Mr Phil Willis (Shadow Secretary of State for Education and Skills, Education & Skills; Harrogate and Knaresborough, Liberal Democrat)
A discharged bankrupt can become an MP, but, as always, the hon. Gentleman makes a serious point, and we may return to it.
There is a pragmatic issue to address, but there is also a fundamental principle. In 2002, following the Teaching and Higher Education Act 1998, the Insolvency Service considered whether students should be allowed to file for bankruptcy. It decided that students should have all their debts written off if they filed for bankruptcy. Sections 251 and 252 of the Enterprise Act 2002 abolished Crown preference for the Inland Revenue and Customs and Excise by not allowing them to be preferential creditors for either company or individual bankruptcies. It is important that the Minister addresses that specific point.
The 2002 Act was not taken lightly by the Government, and the philosophy behind it was that bankruptcy should not be seen as a damning indictment of an individual's ability or business prospects but, as the Americans see it, as part of a journey. The 2002 Act made it clear that the traditional Crown preference for the Inland Revenue and Customs and Excise should be set aside. The Government did that not only for British law, but to come into line with much of European and worldwide law. Australia is often cited as an example of where the new student loan and top-up fee system has been successfully introduced. A significant number of its students have very high debts, and many file for bankruptcy, but the Australian state has been deliberately excluded from being a preferential creditor.

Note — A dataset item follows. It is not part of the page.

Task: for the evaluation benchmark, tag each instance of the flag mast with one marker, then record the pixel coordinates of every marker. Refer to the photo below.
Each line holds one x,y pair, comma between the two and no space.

What is the justification for suddenly taking students out of the bankruptcy arena? They are being told that if they file for bankruptcy in future, they will have to retain any debt to the Student Loans Company
and carry it forward to when they are discharged from bankruptcy. They will not have to take forward other debts, even those owed to people who were forced into bankruptcy as a result, something which often happens with small companies that have several unsecured loans. Will the Minister respond to that important issue?

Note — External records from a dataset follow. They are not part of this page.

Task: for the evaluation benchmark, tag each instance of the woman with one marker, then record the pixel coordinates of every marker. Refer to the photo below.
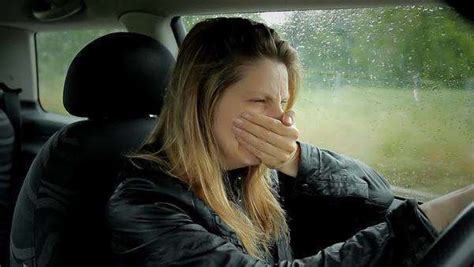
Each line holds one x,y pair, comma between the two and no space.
211,183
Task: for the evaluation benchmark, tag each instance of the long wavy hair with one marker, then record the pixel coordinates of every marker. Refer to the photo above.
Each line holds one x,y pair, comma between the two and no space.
209,61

The Government seem to be viewing students through the eyes of the right hon. Member for Barking, who is now the Minister for Children. She believes that students will leave university owing money to the Student Loans Company, file for bankruptcy in a cavalier fashion, go off round the world for a couple of years and eventually come back when all will be well. I do not believe that that is true, but it also belies the fact that the sort of debts that students will have in future will stay with them for a significant number of years.
All members of the Committee would accept that young graduates are unlikely to stay in the same job or career over the 25 years that their debt would stay with them. They are likely to move about. They are also far more likely to be self-employed than any other group of graduates in the history of our university system. It might be 10 years after they leave university, when they have started a business or been part of a business that they get into financial difficulties and want to file for bankruptcy. Are we saying that when people in their mid-30s get into that position and file for bankruptcy, they should be left with a significant debt to the Student Loans Company as a preferential creditor? That is fundamentally wrong.
My final point concerns the student debt portfolio itself. In 1997, when the Labour Government came into office, they inherited from their predecessors a provision to sell the student debt portfolio into the private sector. Hon. Members will know that one of the first pieces of legislation that the Government had to put forward was a Bill to sell the debt. It was unsuccessful, but it was part and parcel of Government policy to do that. It may be Government policy in future to sell all or part of the student debt portfolio into the private sector. In those circumstances, would a private bank that had bought the debt from the Government be a preferential creditor under the Bill? If so, it would put it in a very different situation to any other debt of any other individual or any other company in the United Kingdom. They are serious issues and I hope that the Minister can respond.